Glockner remains part of a fraternity that's almost unique in sports, in terms of the empathy that crosses team lines. There was an article in Sports Illustrated last week about this fraternity, mentioning the social media vitriol, including one kicker who got "threats on Facebook from gamblers who lost money." Glockner - now a regular contributor to SI.com, Sports Illustrated's website, specializing in basketball - obviously wasn't going to feel bad if Princeton's kicker missed one against Penn, but his empathy comes easily.
"I never really claimed to play football. I was on a football team," Glockner said. "Kicking is not like anything else in football. You have a specific skill. You know you have to do it right. Offensive tackles respected you if you did it right. But there's really no outside excuse if you miss. It's not fatigue. You're not getting hit 20 times."
After being so good his first year, Glockner said he had no idea why he was "terrible" (in his own words) the next. He did make a couple against Brown late that junior season, he said, that led him into the offseason feeling OK about himself, and for no particular reasons he was on the money again as a senior. But he knows Ficken won't easily shake last Saturday off this season.
"He picked a bad day to have a bad day," Glockner said. "It sticks with you. The kid may make his next eight, but he still will be thinking about the kick he missed against Virginia.''
Glockner obviously realizes kicking for Penn isn't the same as kicking for Penn State.
"It mattered to us for sure," he said. "But it wasn't like kicking for a national title at Florida State."
Still, considering all that has gone at Penn State, Glockner admitted to being stunned at the vitriol being directed at a 19-year-old who was supposed to be a backup until Anthony Fera transferred to Texas after the NCAA sanctions were announced at Penn State. When Glockner expressed his outrage at the outrage, retorts came back along the lines of, "Why can't we just be normal football fans?"
It isn't all ugliness toward Ficken, who had been all-state in Indiana in high school, and once kicked a 52-yarder.
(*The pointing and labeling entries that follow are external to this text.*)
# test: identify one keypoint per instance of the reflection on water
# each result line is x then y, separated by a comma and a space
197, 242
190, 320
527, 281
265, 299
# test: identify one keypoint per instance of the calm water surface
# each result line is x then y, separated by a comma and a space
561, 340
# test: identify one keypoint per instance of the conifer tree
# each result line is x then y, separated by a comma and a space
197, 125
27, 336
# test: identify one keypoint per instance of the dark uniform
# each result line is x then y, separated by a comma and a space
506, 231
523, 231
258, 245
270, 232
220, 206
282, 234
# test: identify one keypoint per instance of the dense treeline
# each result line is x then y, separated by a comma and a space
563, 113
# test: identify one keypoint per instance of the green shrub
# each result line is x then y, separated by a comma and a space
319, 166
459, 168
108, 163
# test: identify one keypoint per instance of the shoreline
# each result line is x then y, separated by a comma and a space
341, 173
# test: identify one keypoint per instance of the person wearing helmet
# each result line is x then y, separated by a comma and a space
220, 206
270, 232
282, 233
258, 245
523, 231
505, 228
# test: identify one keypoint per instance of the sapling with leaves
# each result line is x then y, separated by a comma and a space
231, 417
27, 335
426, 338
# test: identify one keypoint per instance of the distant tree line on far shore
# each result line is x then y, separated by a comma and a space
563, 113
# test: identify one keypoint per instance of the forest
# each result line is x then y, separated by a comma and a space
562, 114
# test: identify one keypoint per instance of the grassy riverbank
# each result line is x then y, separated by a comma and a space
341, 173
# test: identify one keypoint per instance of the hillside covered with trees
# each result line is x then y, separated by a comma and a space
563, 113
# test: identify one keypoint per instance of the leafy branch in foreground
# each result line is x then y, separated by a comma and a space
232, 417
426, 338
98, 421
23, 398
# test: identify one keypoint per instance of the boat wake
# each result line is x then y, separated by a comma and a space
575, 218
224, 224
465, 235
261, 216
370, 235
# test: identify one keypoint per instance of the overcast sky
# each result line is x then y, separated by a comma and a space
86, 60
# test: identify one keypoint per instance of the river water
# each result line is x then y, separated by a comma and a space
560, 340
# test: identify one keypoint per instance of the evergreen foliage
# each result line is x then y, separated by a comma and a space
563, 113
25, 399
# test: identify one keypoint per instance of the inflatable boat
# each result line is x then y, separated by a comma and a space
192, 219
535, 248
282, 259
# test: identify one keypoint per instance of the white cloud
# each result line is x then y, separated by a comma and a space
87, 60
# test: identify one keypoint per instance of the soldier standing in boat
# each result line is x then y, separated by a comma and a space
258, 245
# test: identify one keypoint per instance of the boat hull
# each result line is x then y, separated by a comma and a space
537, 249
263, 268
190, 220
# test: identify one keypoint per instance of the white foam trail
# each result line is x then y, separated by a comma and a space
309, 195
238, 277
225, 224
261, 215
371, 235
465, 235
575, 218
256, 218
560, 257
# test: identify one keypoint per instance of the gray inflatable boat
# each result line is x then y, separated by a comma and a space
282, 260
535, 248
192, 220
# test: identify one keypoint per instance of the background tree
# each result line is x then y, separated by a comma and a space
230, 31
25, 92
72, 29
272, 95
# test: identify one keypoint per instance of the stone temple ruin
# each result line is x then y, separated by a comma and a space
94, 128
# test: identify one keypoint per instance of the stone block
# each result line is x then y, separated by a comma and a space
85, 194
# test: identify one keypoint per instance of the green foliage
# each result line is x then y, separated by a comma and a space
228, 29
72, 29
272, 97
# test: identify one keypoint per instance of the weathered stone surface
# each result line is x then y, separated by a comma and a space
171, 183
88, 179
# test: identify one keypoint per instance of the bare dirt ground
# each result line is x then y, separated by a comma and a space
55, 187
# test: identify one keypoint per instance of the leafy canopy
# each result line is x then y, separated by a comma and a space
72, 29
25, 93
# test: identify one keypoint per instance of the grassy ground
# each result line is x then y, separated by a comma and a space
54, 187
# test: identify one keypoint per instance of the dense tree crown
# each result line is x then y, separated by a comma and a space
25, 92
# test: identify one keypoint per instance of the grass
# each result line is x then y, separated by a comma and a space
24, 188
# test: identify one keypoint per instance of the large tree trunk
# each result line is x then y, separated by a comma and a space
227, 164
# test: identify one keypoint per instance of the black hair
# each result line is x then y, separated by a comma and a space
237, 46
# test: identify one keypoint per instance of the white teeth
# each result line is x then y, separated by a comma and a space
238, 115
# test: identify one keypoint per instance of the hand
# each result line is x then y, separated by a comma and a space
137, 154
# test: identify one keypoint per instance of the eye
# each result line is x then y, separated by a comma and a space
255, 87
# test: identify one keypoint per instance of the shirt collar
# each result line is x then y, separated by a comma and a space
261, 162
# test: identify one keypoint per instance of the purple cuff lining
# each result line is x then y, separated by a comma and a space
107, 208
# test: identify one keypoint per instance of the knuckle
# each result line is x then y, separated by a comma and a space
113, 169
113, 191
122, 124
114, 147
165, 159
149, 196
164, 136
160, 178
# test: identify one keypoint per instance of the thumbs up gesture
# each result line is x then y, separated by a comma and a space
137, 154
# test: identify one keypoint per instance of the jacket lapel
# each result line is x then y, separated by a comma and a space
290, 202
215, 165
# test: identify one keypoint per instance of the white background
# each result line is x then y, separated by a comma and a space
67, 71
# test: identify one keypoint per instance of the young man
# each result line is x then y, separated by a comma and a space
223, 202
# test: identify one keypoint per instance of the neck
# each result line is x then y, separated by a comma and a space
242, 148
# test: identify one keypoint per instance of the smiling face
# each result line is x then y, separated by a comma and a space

Ficken tweeted himself Saturday, "Appreciate all the support from teammates, friends, family, and nittany nation." Apparently realizing Nittany Nation wasn't united in that support, Ficken re-tweeted a different message Monday from teammate T.J. Rattigan: "Rise above hate."
Kicking is such a psychological existence, doesn't expressing mass social-media outrage at a kicker after a tough miss at least slightly increase the odds he will miss again?
Glockner, who lives in Colorado now, sees the same kinds of words from fan bases across the nation when the kicker misses the big one (or a bunch of ones).
"I'm kind of glad I didn't kick in this era," Glockner said. "I think the scrutiny is just unbelievable."